“Excerpt:
When I deployed for the first time [my wife] asked her grandmother for advice. Her grandfather served in Africa and Europe in World War II. Her grandmother would know what to do.
“How do I live with him being gone? How do I help him when he comes home?” my wife asked.
“He won’t come home,” her grandmother answered. “The war will kill him one way or the other. I hope for you that he dies while he is there. Otherwise the war will kill him at home. With you.”
The story of Brian Castner’s Crazy is trim, sad, and a must-read.
What makes this book so different from the other books about the Iraq war?

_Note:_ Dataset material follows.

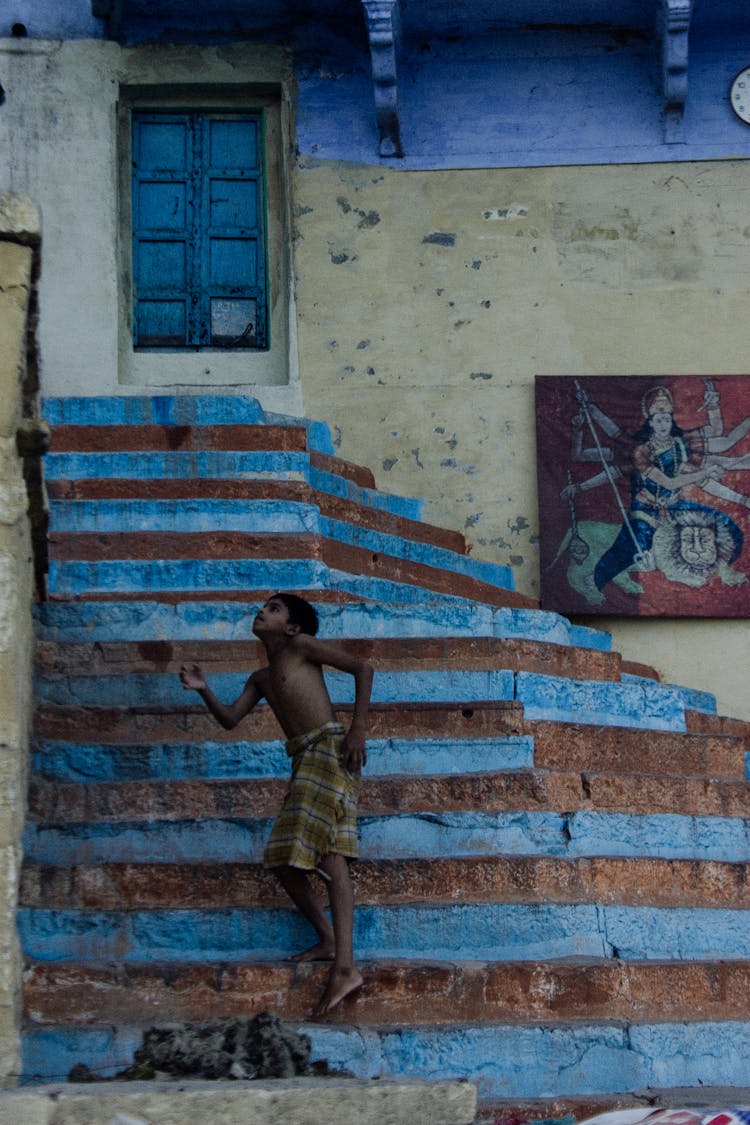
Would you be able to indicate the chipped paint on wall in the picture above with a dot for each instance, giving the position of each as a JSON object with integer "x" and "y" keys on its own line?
{"x": 599, "y": 270}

1. There are no real politics. You can certainly superimpose your own politics on it if you want, as is the case with goddamn EVERYTHING, but the book itself goes a different way. It’s highly personal, focusing on the side of things that you don’t see so much. The writer talks about what he knows and what he experienced, and he leaves the rest alone.
2. He does a good job making you understand his Crazy. A lot of books about people who are crazy try to make you experience crazy for yourself, see the world as they see it. So they use weird line breaks, broken sentences, bizarre wordplay and other tricks to try and take you somewhere you can’t go because, well, you’re not crazy. What Castner does is explain what he is thinking about when he’s feeling crazy. How it changes him.
3. This is not, like so many other books about people with problems, about redemption. Yes, there is a brief moment when he seems to overcome his crazy, just for a second. But it comes back, of course. And the odds against him are insurmountable. After he describes panicking in an airport and mentally planning who to shoot first and where to go in order to escape, it’s hard to imagine that he’ll ever be all the way better. After he explains just a touch of the physics behind explosions and why they can destroy a brain without destroying the body around it, it’s hard to think that he’s ever going to be the way he was before. After he says that his wife wants him to cheat on her just so that she could leave him, you kind of give up on the idea of him having a normal life.
So, in a genre that involves a lot of dates, tactical information, and insider knowledge, someone has written a book that is deeply personal and brave in revealing that something inside someone who made a career out of being tough and mentally calm, that something inside that person has been fundamentally and irrevocably broken. More than that, it does a great job of connecting the past with the present and making a reader understand the problem: there’s really IS no difference.